Who could ever calculate the path of a molecule? How do we know that the creations of worlds are not determined by falling grains of sand?
Victor Hugo, Les Miserables

Public Lecture:

Are worlds determined by grains of sand?

Thursday, October 16th 1997, 20:00
Stephen Leacock Building, Room 132

Abstract:

Many natural phenomena evolve intermittently rather than following a smooth gradual path. This "punctuated equilibrium" behaviour indicates that the underlying dynamics is self-organised critical, with no characteristic length or time scales.
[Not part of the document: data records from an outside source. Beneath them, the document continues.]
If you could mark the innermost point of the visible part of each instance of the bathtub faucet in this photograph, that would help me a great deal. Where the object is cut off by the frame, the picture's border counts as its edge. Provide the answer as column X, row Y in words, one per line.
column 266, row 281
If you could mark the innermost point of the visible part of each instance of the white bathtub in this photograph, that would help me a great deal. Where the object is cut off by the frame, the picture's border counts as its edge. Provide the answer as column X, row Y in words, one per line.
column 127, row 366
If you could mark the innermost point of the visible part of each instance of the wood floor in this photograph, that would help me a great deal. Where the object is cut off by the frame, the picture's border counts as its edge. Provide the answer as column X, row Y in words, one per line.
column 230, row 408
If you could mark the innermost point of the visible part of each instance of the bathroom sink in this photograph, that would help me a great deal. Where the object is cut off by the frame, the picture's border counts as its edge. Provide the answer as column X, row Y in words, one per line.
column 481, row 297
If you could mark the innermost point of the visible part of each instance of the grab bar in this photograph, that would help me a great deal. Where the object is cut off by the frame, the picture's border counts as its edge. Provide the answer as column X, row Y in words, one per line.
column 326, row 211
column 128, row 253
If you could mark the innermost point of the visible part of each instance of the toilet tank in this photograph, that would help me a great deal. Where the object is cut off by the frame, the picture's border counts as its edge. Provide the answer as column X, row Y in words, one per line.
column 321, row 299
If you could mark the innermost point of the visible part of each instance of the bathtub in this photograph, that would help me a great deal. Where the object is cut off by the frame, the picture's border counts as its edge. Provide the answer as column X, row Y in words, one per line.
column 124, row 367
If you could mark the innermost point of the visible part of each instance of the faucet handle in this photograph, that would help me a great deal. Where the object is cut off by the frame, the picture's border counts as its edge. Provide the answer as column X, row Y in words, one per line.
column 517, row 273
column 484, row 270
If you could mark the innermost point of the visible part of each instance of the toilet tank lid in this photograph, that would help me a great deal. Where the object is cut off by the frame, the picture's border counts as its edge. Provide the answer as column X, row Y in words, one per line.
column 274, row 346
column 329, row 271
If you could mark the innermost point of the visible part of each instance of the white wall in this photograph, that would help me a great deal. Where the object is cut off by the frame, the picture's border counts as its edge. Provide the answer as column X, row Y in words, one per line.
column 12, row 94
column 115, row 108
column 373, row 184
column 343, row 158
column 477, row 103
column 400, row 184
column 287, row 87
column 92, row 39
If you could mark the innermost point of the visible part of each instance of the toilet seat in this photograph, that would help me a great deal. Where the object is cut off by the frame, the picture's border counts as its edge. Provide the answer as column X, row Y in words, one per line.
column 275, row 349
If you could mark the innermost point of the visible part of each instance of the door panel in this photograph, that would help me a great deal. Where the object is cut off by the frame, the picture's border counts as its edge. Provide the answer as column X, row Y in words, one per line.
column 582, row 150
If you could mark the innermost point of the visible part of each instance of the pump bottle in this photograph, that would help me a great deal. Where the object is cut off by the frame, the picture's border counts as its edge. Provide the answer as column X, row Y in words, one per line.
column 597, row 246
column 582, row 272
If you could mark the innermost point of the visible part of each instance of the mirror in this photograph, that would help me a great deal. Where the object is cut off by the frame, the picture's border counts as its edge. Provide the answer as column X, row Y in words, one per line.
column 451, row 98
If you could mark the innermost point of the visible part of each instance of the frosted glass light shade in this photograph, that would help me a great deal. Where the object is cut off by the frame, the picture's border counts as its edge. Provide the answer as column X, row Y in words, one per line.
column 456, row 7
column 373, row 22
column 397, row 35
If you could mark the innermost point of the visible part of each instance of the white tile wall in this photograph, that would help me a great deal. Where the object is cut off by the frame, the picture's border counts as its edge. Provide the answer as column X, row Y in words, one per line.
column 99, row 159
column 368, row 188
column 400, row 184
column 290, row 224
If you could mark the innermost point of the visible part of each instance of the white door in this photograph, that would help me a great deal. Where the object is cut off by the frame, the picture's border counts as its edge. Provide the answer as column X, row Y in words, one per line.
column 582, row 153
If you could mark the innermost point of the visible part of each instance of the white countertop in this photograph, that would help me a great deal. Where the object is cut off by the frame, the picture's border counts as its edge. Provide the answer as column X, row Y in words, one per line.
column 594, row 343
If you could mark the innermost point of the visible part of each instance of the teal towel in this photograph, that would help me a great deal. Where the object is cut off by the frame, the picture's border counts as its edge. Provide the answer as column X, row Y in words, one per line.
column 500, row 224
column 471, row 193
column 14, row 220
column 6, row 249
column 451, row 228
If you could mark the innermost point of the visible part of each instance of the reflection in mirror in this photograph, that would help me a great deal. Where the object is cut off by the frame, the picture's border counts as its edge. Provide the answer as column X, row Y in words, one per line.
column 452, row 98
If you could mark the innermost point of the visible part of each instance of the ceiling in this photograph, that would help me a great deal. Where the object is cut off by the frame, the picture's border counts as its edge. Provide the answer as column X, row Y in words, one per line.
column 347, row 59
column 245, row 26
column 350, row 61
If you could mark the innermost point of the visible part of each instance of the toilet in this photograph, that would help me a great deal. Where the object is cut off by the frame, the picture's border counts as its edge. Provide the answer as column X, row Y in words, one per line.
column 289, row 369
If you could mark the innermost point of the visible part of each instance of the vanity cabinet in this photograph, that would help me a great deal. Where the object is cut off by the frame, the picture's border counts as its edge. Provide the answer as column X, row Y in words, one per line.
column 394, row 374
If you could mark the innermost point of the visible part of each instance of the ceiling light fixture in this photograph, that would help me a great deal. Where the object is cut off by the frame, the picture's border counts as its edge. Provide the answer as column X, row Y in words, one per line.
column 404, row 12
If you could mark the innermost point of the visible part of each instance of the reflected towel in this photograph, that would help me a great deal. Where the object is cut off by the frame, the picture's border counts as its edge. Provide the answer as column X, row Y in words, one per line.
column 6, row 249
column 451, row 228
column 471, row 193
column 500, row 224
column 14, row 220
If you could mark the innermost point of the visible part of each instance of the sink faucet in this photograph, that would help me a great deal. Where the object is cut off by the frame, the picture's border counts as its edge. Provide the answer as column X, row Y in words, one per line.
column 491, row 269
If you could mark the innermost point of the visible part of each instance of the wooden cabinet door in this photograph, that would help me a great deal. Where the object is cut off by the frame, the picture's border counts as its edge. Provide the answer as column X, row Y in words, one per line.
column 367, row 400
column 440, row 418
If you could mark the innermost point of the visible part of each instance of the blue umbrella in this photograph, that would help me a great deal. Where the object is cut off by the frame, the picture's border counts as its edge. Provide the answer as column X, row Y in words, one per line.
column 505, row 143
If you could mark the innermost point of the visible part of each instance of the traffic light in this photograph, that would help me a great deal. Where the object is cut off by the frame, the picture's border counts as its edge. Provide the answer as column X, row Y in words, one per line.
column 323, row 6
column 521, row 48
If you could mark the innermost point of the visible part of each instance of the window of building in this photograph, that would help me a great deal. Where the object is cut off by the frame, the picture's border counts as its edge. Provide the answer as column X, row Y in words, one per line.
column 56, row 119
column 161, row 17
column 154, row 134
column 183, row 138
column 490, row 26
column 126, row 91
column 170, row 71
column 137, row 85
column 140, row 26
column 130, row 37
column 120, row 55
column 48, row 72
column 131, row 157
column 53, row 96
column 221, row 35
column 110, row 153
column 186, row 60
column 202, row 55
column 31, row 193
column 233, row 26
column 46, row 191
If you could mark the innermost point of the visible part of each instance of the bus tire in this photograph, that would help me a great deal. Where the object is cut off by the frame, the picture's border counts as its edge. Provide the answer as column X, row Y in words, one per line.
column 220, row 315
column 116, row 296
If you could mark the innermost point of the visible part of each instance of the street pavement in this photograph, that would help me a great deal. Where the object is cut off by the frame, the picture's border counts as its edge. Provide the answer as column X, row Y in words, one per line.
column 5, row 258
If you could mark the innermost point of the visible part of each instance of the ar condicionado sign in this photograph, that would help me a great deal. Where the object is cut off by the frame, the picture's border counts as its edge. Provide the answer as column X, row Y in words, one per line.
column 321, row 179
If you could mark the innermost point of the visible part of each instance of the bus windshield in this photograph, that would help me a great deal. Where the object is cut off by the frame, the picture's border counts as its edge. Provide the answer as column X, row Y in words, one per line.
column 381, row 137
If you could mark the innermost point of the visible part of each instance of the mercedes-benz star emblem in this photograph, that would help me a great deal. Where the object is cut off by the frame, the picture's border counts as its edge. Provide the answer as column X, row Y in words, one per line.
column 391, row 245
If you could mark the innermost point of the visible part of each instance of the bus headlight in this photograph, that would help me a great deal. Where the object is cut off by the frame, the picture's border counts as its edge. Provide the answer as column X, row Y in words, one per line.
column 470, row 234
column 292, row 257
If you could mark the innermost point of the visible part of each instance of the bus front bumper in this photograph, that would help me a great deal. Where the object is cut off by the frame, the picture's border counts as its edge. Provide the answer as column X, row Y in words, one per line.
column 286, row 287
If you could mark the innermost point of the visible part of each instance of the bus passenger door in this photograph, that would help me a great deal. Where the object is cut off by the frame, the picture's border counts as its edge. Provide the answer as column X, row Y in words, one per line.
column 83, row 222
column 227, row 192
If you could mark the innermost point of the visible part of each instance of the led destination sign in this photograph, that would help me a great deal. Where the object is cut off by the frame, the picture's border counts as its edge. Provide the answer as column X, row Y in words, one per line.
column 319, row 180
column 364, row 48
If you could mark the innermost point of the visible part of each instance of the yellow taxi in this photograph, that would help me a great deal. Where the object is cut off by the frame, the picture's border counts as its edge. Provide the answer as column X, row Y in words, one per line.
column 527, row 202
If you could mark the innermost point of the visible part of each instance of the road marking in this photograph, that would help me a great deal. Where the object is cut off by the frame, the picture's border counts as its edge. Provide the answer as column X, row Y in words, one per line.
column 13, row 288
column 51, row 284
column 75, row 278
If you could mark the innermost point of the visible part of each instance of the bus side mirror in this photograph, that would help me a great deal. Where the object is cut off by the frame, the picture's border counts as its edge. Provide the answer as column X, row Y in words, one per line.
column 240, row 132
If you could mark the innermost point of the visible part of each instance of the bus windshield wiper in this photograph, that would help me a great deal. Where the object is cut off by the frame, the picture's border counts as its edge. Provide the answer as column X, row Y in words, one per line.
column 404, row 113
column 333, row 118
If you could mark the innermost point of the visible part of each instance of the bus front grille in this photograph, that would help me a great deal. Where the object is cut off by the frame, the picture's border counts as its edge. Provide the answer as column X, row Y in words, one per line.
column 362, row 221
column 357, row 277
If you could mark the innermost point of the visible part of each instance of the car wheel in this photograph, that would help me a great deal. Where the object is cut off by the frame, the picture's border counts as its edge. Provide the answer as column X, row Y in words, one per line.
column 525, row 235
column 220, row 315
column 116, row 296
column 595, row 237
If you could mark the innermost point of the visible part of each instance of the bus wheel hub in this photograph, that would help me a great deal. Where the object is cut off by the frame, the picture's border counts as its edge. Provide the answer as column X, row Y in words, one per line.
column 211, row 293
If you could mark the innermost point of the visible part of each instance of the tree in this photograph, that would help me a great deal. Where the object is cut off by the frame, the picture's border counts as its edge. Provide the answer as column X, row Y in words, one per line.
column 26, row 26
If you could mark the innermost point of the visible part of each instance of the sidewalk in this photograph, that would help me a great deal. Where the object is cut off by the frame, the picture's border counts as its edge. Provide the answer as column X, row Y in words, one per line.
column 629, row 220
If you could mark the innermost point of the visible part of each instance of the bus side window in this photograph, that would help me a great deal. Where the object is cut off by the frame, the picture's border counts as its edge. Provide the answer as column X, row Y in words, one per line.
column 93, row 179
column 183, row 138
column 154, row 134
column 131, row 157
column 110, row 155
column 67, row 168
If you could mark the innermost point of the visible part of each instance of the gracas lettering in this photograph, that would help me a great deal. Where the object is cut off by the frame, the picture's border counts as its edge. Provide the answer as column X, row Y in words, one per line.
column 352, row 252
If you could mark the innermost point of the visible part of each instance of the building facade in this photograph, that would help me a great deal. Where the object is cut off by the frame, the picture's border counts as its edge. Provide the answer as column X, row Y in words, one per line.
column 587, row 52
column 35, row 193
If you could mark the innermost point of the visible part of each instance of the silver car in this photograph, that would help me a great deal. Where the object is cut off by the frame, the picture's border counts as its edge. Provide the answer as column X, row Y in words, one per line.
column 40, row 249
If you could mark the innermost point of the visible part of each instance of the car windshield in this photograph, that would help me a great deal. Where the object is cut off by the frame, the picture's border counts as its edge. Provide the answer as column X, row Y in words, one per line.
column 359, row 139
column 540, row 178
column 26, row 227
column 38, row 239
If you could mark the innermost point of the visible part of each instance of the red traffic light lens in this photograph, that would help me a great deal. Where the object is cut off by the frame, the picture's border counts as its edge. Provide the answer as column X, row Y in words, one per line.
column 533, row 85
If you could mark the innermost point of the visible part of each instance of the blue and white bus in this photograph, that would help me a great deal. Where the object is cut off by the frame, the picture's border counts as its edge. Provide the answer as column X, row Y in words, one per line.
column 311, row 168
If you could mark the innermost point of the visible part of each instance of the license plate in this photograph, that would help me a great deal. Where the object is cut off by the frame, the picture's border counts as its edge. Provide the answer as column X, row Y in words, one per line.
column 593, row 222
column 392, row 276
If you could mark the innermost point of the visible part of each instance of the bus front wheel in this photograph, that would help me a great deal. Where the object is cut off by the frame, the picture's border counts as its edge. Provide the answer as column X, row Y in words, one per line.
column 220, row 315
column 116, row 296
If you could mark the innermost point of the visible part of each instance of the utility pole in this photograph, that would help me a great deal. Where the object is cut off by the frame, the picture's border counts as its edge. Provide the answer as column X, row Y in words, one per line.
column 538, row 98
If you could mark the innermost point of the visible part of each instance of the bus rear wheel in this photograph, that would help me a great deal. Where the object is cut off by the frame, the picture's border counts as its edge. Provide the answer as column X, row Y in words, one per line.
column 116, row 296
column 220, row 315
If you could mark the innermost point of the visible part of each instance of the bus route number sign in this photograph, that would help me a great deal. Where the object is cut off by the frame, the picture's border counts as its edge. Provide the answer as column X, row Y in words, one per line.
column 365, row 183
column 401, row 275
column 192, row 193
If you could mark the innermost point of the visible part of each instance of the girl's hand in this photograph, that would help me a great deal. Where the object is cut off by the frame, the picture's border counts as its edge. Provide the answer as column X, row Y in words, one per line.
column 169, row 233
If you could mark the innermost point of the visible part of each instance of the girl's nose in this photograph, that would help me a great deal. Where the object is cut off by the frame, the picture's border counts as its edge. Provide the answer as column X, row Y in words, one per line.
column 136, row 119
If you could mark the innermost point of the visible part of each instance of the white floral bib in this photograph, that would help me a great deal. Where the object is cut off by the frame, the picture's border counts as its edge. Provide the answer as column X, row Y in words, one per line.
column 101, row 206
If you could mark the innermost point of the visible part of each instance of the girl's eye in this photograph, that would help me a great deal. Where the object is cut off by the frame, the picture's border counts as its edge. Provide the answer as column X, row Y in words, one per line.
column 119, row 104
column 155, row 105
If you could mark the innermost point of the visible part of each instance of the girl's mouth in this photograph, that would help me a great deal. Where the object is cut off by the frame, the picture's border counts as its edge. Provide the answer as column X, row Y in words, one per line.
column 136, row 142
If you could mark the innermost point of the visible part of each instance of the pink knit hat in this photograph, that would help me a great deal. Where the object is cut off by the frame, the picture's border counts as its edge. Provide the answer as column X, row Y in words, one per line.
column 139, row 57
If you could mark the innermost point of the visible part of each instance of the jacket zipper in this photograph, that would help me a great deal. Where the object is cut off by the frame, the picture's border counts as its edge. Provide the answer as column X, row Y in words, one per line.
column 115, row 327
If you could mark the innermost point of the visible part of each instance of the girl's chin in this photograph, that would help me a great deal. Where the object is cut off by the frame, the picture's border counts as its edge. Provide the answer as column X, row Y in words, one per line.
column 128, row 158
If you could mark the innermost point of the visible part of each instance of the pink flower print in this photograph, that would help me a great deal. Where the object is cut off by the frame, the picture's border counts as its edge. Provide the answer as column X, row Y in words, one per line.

The metaphoric example is a pile of sand onto which sand is slowly added, resulting in avalanches with a power law size distribution. Applications from geophysics, astrophysics, biology, and economics will be presented.


Science Colloquium:

Learning by Mistake

Friday, October 17th 1997, 16:00
Stephen Leacock Building, Room 026

Abstract:

A simple model of self-organized learning with no classical (Hebbian) reinforcement will be presented. Synaptic corrections involved in mistakes are depressed, i. e. the learning process involves a stick, but no carrot. The model system operates at a highly adaptive "critical" state similar to that of recent evolution models. Thus, one might think of the mechanism as synaptic Darwinism.